Gunpowder, Treason, and Plots
Most people here in the U.S. have no reason to remember November 5, except this year because it is Election Day. In the U.K., however, it is Guy Fawkes Day — a day every year of bonfires and fireworks! And of stuffed dolls in baby carriages being pushed around by children singing “Penny for the Guy!”
So who was this Guy Fawkes that is commemorated every year? He was part of a revolutionary plot to blow up Parliament and transform a Protestant government of King James I into a Catholic parliament with a Spanish monarch. It involved one of the revolutionaries, Guy Fawkes, moving 36 barrels of gunpowder into the cellar under the Parliament chamber where King James and the government were conferring on November 5, 1605. A whistle blower stalled the plot; the guards came in just as Guy Fawkes was about to light the fuse. He was arrested and hung, drawn, and quartered! The rest of the plotters were later arrested and met the same fate!

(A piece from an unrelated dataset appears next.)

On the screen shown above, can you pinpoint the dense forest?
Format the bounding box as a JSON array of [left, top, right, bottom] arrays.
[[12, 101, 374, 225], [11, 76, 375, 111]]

The goal was to overthrow the current government and replace it with a Catholic government and monarch. In fairness it must be said that the Protestant government had voted to evict the priests and seminarians, but this was a time of political upheaval and instability, not long after King Henry VIII had broken with Rome and established the Church of England. Protestants and Catholics were at odds all the time.
In the U.S. we wait until July 4 to celebrate Independence Day with fireworks. We have a reasonably stable government, but authoritarian forces of change are afoot. As in 1605, it takes work and will power to preserve “Government of the people, for the people, by the people,” where the wishes of the people are strengthened and preserved.
Let us celebrate 1776 and not go back to 1605!